The attribution science
Actions seeking compensation for damages caused by climate change would not be possible without the contributions of climate sciences and the development of a scientific discipline known as attribution science. Until a few years ago, while subsequent IPCC reports provided increasingly alarming scenarios on the effects of global warming, the impossibility of attributing specific atmospheric events to anthropogenic causes was considered a certainty. However, the situation changed rapidly. With the development of attribution science, it became possible to statistically demonstrate the anthropogenic influence on individual atmospheric events, not only quantifying the probability of their occurrence but also the magnitude of the effects.
The first major research in this area was conducted in 2004 by a group of scientists from the University of Oxford, who demonstrated that the heatwave that hit Europe in 2003, causing over 70,000 deaths, was twice as likely due to human influence on the climate. Since then, the number of studies and the precision of the methodologies have grown rapidly.

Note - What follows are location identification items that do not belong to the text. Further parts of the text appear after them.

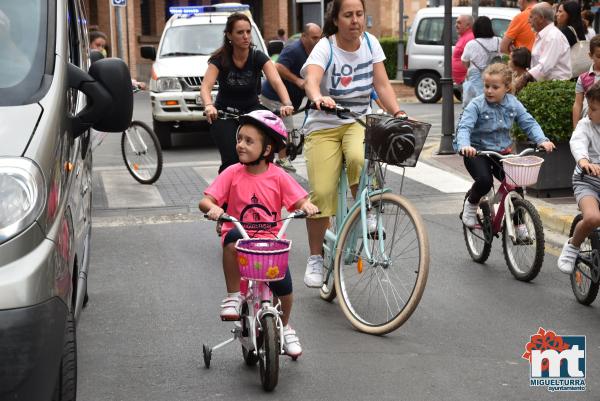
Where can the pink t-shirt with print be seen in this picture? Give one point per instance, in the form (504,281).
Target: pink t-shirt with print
(256,200)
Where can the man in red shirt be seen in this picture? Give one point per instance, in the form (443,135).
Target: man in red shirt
(519,33)
(464,23)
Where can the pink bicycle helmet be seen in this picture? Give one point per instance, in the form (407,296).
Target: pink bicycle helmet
(269,123)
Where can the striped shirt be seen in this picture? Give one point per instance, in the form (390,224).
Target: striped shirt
(348,78)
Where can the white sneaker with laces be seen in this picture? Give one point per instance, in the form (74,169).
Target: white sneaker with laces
(568,257)
(313,276)
(230,308)
(291,343)
(469,218)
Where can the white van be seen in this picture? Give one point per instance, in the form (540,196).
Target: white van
(424,61)
(190,36)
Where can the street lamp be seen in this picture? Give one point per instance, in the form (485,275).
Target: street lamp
(446,147)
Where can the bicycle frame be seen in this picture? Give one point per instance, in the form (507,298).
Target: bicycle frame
(343,211)
(503,197)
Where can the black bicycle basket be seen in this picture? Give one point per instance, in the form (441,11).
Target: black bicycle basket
(395,141)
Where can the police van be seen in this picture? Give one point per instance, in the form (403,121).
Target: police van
(190,36)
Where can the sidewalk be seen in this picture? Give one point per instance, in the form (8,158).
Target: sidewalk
(556,213)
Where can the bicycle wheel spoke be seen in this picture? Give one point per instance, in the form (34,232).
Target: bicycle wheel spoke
(377,290)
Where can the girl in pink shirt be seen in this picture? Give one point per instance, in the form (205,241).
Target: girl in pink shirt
(255,191)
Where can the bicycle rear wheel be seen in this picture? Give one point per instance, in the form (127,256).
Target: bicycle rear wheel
(584,288)
(141,153)
(525,256)
(269,353)
(378,296)
(479,239)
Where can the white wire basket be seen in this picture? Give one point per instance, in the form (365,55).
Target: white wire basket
(523,170)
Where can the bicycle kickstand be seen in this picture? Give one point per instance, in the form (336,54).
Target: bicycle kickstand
(207,351)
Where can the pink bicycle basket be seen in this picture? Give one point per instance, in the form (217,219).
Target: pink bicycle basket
(522,171)
(263,259)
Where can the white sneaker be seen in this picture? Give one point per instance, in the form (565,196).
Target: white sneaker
(568,257)
(469,215)
(313,276)
(291,343)
(230,308)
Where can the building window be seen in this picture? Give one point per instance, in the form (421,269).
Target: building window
(146,14)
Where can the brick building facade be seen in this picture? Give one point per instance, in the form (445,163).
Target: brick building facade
(141,22)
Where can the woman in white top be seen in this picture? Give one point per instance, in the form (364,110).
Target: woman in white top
(478,54)
(343,68)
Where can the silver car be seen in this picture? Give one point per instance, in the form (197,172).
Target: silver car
(48,103)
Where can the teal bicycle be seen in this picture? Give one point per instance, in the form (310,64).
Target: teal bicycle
(376,250)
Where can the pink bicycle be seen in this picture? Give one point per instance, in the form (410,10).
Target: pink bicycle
(260,329)
(522,231)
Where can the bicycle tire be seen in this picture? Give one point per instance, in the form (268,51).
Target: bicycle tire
(479,241)
(144,163)
(530,266)
(584,289)
(269,355)
(250,357)
(408,229)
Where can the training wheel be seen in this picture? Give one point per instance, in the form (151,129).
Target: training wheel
(207,353)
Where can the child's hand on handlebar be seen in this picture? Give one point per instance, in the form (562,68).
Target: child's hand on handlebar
(591,169)
(325,101)
(309,208)
(547,146)
(285,111)
(215,212)
(210,111)
(468,151)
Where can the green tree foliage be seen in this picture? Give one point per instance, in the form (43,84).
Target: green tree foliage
(551,104)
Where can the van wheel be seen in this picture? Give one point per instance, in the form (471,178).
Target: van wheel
(427,88)
(163,132)
(66,384)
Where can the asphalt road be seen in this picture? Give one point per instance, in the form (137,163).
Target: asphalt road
(156,283)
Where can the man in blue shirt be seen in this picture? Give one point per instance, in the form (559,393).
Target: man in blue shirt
(288,65)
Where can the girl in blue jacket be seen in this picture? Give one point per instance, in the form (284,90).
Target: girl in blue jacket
(485,125)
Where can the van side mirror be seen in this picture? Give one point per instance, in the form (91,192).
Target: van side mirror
(275,47)
(148,52)
(110,96)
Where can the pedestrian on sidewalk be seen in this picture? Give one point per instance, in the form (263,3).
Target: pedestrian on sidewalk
(485,124)
(478,54)
(290,61)
(464,25)
(585,147)
(585,81)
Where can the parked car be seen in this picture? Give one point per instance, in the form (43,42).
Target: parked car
(48,103)
(190,36)
(424,60)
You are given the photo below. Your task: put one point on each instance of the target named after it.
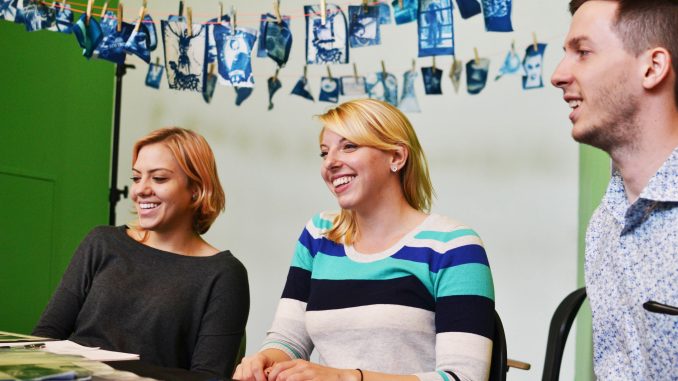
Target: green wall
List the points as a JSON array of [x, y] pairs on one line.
[[55, 137], [594, 174]]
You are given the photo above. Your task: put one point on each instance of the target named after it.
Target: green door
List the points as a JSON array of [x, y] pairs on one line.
[[56, 112]]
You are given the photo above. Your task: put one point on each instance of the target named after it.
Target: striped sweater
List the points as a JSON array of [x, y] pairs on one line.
[[424, 306]]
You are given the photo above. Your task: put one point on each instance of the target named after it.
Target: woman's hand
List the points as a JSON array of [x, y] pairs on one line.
[[300, 370]]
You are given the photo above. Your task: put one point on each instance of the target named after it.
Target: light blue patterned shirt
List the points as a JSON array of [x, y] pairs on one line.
[[632, 257]]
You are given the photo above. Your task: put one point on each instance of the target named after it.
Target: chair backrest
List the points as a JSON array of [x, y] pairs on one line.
[[498, 364], [561, 322]]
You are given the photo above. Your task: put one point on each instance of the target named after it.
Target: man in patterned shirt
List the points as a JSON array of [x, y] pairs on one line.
[[619, 77]]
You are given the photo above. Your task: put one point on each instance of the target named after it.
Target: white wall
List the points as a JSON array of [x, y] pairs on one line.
[[501, 161]]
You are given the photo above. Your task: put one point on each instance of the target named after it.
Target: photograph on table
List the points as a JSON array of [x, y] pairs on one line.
[[363, 26], [435, 28], [532, 66], [184, 55], [326, 43], [476, 75]]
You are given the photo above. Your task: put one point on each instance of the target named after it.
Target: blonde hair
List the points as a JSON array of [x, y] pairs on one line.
[[379, 125], [196, 159]]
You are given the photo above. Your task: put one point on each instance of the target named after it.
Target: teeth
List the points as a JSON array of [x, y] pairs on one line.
[[342, 180], [574, 104]]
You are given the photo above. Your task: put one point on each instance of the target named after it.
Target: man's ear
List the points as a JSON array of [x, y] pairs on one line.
[[657, 67]]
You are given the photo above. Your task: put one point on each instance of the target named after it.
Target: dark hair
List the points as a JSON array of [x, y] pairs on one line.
[[645, 24]]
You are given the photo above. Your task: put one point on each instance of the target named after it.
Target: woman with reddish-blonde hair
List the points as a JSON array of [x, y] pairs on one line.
[[156, 287]]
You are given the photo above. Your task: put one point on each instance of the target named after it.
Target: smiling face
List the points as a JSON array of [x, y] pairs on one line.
[[600, 80], [161, 191], [358, 176]]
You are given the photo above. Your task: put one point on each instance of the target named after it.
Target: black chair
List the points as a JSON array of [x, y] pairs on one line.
[[561, 322]]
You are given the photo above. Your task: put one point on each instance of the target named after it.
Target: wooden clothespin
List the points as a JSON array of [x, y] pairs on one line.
[[535, 44], [89, 11], [189, 21], [276, 11], [142, 12], [119, 15], [104, 9]]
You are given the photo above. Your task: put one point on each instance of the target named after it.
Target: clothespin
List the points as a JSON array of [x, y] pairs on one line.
[[104, 9], [234, 24], [189, 21], [119, 14], [89, 11], [276, 11], [535, 44], [142, 12]]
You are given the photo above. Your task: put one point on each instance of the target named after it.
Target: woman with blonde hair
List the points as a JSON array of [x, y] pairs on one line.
[[157, 288], [382, 290]]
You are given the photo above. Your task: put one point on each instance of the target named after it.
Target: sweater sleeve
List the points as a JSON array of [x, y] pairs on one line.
[[464, 318], [223, 324], [59, 317], [288, 331]]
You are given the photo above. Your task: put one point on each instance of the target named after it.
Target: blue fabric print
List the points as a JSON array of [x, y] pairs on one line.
[[497, 15], [234, 53], [112, 46], [326, 43], [329, 90], [184, 55], [432, 80], [408, 100], [406, 14], [468, 8], [532, 66], [154, 75], [301, 89], [435, 28], [363, 26], [273, 86], [89, 36], [476, 75]]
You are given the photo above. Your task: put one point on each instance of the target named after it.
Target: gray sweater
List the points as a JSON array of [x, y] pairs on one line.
[[173, 310]]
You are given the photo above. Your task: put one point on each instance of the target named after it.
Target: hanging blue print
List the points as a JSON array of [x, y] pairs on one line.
[[112, 46], [154, 75], [497, 15], [64, 18], [384, 87], [273, 86], [184, 55], [432, 81], [408, 100], [89, 35], [436, 31], [363, 26], [326, 43], [476, 75], [532, 66], [405, 14], [234, 52], [468, 8], [301, 89]]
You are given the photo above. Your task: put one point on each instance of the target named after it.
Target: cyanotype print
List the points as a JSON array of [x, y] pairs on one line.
[[436, 30], [497, 15], [326, 43], [154, 75], [184, 55], [476, 75], [532, 66]]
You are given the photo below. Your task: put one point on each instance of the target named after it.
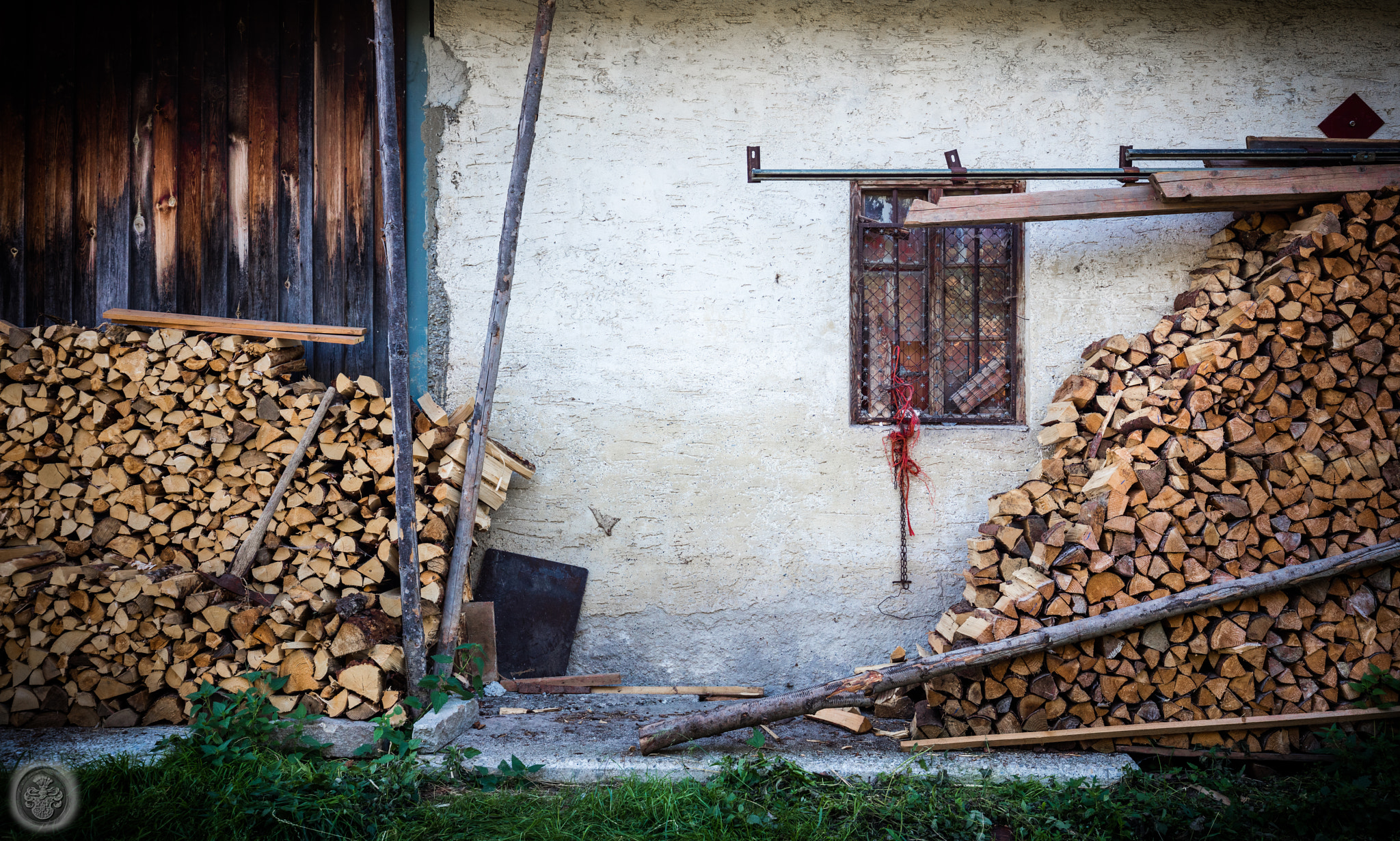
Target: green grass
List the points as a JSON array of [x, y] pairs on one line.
[[269, 797]]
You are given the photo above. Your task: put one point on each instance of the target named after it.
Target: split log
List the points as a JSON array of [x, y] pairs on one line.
[[840, 693], [252, 542], [131, 468]]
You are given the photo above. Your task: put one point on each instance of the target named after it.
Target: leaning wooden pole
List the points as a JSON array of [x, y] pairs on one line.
[[839, 693], [396, 329], [457, 581]]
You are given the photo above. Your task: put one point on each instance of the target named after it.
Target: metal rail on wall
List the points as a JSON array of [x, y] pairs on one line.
[[1333, 155]]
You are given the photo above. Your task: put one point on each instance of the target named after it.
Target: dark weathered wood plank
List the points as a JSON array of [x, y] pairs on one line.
[[359, 185], [329, 279], [57, 247], [295, 195], [262, 160], [189, 161], [213, 212], [36, 79], [90, 44], [165, 153], [13, 125], [142, 156], [239, 209], [113, 160]]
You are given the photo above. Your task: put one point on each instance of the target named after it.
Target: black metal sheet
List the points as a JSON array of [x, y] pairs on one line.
[[537, 612]]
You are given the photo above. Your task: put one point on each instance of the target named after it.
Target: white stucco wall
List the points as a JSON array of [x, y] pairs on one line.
[[677, 347]]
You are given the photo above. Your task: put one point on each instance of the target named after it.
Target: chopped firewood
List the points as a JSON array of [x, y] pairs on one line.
[[133, 465], [848, 719], [1250, 430]]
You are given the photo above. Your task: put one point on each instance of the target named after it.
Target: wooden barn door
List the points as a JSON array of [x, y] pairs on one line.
[[211, 159]]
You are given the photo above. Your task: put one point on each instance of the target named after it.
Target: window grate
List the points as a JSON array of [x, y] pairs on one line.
[[947, 298]]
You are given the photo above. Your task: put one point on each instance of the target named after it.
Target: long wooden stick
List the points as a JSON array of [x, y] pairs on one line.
[[396, 334], [248, 549], [1161, 728], [1045, 206], [457, 580], [839, 693]]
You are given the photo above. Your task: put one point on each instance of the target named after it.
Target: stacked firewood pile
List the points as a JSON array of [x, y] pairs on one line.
[[132, 465], [1252, 429]]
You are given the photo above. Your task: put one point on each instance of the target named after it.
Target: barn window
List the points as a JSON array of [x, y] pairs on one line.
[[944, 299]]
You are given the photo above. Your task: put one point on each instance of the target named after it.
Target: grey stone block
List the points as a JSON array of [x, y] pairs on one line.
[[439, 730], [343, 736]]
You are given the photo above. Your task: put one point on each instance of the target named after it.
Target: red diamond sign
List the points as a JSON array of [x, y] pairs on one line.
[[1353, 121]]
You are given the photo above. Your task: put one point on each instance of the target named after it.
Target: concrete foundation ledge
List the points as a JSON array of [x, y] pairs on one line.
[[967, 769]]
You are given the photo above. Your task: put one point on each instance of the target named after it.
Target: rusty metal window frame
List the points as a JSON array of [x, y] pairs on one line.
[[927, 248]]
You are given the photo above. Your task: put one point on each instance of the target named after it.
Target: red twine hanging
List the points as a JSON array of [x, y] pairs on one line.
[[899, 441]]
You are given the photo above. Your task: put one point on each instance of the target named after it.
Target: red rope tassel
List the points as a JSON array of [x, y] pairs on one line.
[[899, 444]]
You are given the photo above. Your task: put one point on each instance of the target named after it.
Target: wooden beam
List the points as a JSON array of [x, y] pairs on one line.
[[1298, 185], [1070, 204], [457, 580], [237, 326], [1162, 728], [840, 693], [396, 336], [746, 692]]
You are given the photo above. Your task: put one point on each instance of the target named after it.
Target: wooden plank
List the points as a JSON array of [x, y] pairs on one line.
[[530, 684], [360, 232], [13, 126], [1165, 728], [208, 323], [113, 191], [262, 160], [329, 266], [1070, 204], [164, 155], [1301, 184], [843, 718], [189, 161], [57, 247], [213, 212], [296, 152], [90, 42], [142, 150], [982, 386], [36, 167], [240, 226], [741, 692], [396, 338], [837, 693]]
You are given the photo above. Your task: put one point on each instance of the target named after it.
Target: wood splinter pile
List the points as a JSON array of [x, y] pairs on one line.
[[132, 465], [1252, 429]]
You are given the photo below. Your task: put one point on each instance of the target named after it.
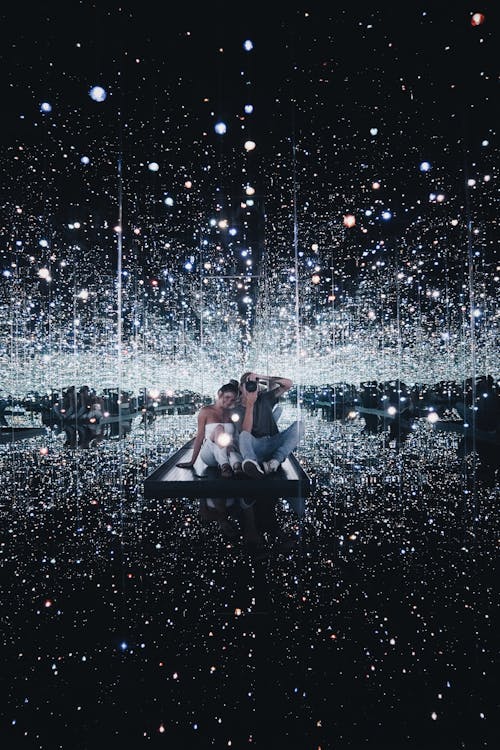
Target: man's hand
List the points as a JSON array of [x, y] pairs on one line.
[[251, 397]]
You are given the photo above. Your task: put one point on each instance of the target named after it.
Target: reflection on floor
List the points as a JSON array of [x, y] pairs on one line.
[[132, 622]]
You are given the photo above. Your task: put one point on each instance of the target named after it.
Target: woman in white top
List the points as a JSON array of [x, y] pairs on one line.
[[214, 442]]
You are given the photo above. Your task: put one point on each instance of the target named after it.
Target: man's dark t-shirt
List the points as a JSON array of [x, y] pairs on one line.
[[263, 420]]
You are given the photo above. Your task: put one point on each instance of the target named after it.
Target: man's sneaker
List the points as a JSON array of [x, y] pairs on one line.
[[271, 466], [226, 472], [252, 469]]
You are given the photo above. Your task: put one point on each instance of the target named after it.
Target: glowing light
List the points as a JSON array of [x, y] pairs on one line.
[[97, 93], [477, 19]]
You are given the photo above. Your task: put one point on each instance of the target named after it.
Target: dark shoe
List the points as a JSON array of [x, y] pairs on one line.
[[238, 472], [226, 472], [252, 469]]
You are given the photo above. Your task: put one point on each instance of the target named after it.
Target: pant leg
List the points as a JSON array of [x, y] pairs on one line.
[[247, 446], [208, 453]]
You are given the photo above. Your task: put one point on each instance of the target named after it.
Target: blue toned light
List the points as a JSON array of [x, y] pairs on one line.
[[97, 93]]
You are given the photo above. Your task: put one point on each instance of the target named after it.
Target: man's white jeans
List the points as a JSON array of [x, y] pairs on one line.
[[275, 446]]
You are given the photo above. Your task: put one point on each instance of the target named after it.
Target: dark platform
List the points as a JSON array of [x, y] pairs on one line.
[[14, 434], [168, 481]]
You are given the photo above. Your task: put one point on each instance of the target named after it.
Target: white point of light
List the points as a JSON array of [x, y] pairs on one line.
[[97, 93]]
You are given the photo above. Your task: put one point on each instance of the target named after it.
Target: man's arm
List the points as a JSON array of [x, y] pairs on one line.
[[247, 424], [278, 385]]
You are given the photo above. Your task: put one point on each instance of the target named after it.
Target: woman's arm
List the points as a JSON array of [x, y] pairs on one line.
[[198, 441]]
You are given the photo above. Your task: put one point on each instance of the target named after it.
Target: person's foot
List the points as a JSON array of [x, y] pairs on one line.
[[226, 472], [238, 471], [252, 469], [271, 466]]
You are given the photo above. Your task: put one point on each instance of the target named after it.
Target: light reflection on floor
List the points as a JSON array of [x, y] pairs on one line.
[[127, 619]]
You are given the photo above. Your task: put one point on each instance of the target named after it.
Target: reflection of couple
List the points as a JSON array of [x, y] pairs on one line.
[[239, 433]]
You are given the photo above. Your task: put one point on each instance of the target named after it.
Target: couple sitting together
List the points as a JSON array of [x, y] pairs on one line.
[[239, 431]]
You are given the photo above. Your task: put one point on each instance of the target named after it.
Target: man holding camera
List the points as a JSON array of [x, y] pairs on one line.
[[262, 446]]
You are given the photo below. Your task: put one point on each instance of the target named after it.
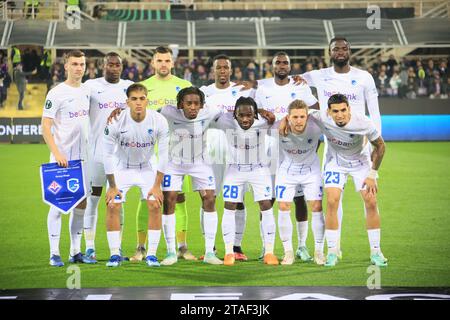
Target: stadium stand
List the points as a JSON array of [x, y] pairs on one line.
[[407, 31]]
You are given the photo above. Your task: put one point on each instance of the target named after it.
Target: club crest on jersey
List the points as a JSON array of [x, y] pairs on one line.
[[54, 187], [73, 185]]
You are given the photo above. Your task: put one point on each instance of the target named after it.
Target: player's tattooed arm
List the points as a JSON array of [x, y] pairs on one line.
[[378, 152]]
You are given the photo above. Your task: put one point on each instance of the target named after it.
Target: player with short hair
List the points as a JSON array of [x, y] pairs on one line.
[[188, 124], [131, 139], [356, 84], [64, 128], [106, 94], [246, 137], [300, 166], [347, 134], [163, 88], [275, 95]]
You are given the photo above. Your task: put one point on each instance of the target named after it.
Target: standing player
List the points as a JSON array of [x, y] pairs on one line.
[[223, 94], [134, 135], [163, 88], [300, 166], [107, 93], [347, 134], [64, 128], [248, 165], [356, 84], [187, 156], [275, 95]]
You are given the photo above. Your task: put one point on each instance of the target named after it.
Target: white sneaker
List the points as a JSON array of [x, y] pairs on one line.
[[289, 258], [170, 259], [211, 258], [319, 258]]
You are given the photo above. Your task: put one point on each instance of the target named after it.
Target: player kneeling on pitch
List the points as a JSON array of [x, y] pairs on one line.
[[246, 138], [349, 154], [134, 135], [299, 167]]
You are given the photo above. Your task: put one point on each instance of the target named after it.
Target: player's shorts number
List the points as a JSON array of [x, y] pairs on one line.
[[166, 181], [279, 190], [332, 177], [230, 192]]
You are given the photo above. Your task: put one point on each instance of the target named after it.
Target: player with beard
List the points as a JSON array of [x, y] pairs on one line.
[[275, 95], [355, 84]]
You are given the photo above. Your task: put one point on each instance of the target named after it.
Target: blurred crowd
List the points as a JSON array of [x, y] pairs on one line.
[[408, 78]]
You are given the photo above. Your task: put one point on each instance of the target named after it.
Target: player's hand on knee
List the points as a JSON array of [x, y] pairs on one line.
[[246, 85], [370, 186], [114, 114]]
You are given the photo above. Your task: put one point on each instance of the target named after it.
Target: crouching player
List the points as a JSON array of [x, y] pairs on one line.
[[135, 134], [299, 167], [348, 154]]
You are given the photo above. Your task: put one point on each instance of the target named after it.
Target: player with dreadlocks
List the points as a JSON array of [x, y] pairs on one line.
[[248, 164]]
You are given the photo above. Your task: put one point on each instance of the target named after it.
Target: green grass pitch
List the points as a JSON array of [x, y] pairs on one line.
[[414, 201]]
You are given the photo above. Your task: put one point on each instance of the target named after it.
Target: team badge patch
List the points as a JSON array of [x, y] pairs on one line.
[[73, 185], [54, 187]]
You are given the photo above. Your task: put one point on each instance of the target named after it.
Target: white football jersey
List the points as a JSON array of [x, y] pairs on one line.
[[357, 85], [135, 142], [224, 99], [69, 108], [299, 150], [188, 136], [247, 147], [346, 145], [105, 97], [276, 99]]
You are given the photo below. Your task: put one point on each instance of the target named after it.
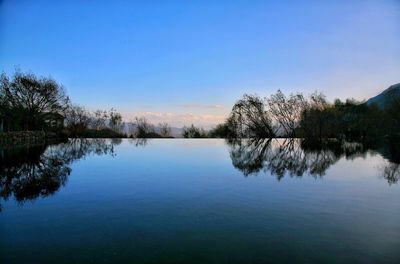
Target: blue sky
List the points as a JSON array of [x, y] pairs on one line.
[[189, 62]]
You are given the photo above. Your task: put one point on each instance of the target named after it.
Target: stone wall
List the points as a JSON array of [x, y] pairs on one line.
[[22, 137]]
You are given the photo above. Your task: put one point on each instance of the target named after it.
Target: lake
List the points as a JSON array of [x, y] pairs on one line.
[[199, 201]]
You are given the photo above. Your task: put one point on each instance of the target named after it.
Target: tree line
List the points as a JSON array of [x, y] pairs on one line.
[[312, 117], [28, 102], [31, 103]]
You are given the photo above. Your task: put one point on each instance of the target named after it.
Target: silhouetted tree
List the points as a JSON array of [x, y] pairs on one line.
[[165, 129], [286, 111], [249, 118], [77, 120]]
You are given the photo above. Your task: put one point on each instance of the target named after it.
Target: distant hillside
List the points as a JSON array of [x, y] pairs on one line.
[[384, 97]]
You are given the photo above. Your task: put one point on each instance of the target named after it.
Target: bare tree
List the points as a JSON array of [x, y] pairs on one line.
[[286, 111], [32, 97], [249, 118], [142, 127], [115, 120], [99, 119], [77, 119], [165, 129]]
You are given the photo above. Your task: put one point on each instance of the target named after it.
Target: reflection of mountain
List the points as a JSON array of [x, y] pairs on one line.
[[294, 157], [31, 172]]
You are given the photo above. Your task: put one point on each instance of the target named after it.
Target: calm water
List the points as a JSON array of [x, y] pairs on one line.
[[199, 201]]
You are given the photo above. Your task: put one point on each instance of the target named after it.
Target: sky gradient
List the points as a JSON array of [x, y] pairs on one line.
[[188, 63]]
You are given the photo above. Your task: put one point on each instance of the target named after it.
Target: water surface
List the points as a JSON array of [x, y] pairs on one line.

Today, attribution science is a fundamental element in climate change disputes: it allows identifying the role of anthropogenic activities in specific atmospheric events and provides the necessary evidence in legal actions.
In addition, this new discipline contributes to the awareness of the impact of human activities on the climate, reinforcing the need for prompt and effective action.
The contribution of attribution science in the field of climate change disputes can be considered twofold: on the one hand, it allows identifying the liability of specific subjects, on the other hand, it provides the necessary evidence to support legal actions. Furthermore, the results of this discipline, by highlighting the impact of human activities on the climate, contribute to raising awareness and mobilizing public opinion, and consequently, also the political world.